I can reproduce this bug using the AgentSet API and other modern Mesa best practices.
import mesa
class testAgent(mesa.Agent):
def __init__(self, unique_id, model):
super().__init__(unique_id, model)
self.pos: tuple
def pollute(self):
self.model.grid.properties["pollution"].modify_cell(self.pos, lambda p: p+1)
class testModel(mesa.Model):
def __init__(self, width = 20, height = 20, initial_population=200):
super().__init__()
self.width = width
self.height = height
self.initial_population = initial_population
# initiate mesa grid class
self.grid = mesa.space.MultiGrid(self.width, self.height, torus=False)
#add pollution property layer
pollution_layer = mesa.space.PropertyLayer(name = "pollution", width = self.width, height = self.height, default_value = 0.0, dtype=float)
self.grid.add_property_layer(pollution_layer)
self.datacollector = mesa.DataCollector(model_reporters = {
"Pollution": lambda m: m.grid.properties["pollution"].data,
"Step": "_steps"
})
agent_id = 0
for i in range(self.initial_population):
# get agent position
agent = testAgent(agent_id, self)
self.grid.place_agent(agent, pos=mesa.model.random.choice(list(self.grid.empties)))
agent_id += 1
def step(self):
self.agents.shuffle().do("pollute")
print(f"Step {self._steps}: {self.grid.properties["pollution"].data[:1]}")

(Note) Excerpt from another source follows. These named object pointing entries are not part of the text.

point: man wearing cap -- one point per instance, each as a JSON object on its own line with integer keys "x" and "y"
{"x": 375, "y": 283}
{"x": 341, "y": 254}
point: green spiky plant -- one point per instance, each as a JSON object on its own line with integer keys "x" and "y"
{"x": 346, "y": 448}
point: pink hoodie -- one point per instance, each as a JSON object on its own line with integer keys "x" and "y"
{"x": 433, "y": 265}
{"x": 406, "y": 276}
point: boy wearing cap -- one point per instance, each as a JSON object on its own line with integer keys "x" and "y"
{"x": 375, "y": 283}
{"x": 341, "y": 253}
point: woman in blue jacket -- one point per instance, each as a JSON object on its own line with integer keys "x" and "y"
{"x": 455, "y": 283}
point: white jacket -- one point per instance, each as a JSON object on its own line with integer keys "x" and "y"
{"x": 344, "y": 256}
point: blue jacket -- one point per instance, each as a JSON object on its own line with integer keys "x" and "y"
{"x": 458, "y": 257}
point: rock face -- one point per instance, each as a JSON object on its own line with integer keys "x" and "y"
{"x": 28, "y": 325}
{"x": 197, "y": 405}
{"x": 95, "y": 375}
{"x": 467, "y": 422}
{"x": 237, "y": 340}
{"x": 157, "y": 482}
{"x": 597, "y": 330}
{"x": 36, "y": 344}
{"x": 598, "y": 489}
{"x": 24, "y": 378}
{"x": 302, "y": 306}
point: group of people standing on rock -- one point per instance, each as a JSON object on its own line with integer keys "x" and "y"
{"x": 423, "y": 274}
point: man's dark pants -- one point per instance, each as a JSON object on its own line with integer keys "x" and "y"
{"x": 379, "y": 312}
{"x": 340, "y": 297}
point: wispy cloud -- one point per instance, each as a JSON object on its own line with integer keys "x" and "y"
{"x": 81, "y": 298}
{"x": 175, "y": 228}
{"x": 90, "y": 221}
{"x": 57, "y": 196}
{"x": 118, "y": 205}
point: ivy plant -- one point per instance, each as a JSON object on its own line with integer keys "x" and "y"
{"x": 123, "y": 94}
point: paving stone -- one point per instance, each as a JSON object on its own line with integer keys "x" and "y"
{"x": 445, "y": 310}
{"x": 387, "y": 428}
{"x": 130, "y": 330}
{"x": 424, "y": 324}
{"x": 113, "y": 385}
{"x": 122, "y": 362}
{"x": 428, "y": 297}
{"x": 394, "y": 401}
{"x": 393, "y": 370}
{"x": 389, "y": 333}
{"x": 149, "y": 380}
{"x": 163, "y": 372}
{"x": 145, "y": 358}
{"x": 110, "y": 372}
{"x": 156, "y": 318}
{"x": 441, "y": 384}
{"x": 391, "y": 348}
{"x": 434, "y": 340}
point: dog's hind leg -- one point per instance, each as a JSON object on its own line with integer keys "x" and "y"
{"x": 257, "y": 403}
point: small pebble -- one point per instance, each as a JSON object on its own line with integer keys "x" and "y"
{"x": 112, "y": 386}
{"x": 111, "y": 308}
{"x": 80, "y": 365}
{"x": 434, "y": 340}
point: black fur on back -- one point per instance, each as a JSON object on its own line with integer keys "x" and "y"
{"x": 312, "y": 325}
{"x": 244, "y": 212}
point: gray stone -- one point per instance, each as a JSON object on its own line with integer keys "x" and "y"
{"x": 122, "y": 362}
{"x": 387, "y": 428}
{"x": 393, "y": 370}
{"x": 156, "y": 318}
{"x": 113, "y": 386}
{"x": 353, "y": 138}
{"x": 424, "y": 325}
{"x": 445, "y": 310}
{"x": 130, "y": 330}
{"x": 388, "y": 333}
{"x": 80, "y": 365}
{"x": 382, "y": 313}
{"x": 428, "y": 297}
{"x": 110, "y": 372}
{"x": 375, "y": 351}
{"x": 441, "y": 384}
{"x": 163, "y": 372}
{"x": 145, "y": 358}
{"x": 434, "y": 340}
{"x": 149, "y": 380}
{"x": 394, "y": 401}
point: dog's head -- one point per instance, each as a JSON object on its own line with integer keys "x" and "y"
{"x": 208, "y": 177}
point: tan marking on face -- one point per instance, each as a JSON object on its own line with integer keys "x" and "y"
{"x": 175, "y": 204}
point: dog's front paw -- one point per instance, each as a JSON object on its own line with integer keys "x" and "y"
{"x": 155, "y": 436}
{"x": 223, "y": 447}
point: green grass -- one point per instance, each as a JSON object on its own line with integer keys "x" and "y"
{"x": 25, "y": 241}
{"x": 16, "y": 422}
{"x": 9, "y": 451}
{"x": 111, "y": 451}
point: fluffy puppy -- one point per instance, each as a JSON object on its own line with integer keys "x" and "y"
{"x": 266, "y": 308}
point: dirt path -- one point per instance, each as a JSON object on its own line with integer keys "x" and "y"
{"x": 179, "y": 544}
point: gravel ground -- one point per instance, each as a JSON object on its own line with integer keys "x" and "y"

self.datacollector.collect(self)
self._advance_time()
# Run the model
model = testModel()
for i in range(20):
model.step()
model_results = model.datacollector.get_model_vars_dataframe()
model_results
It prints the correct values each step, so it seems the bug is really in the datacollector itself.
I suspect for some reason it doesn't save a copy of the values at that timestep to model_vars, but a reference to the values that gets continuously updated with each step. @rht do you have an idea where that could happen?
Found the issue and implemented a fix in #2129.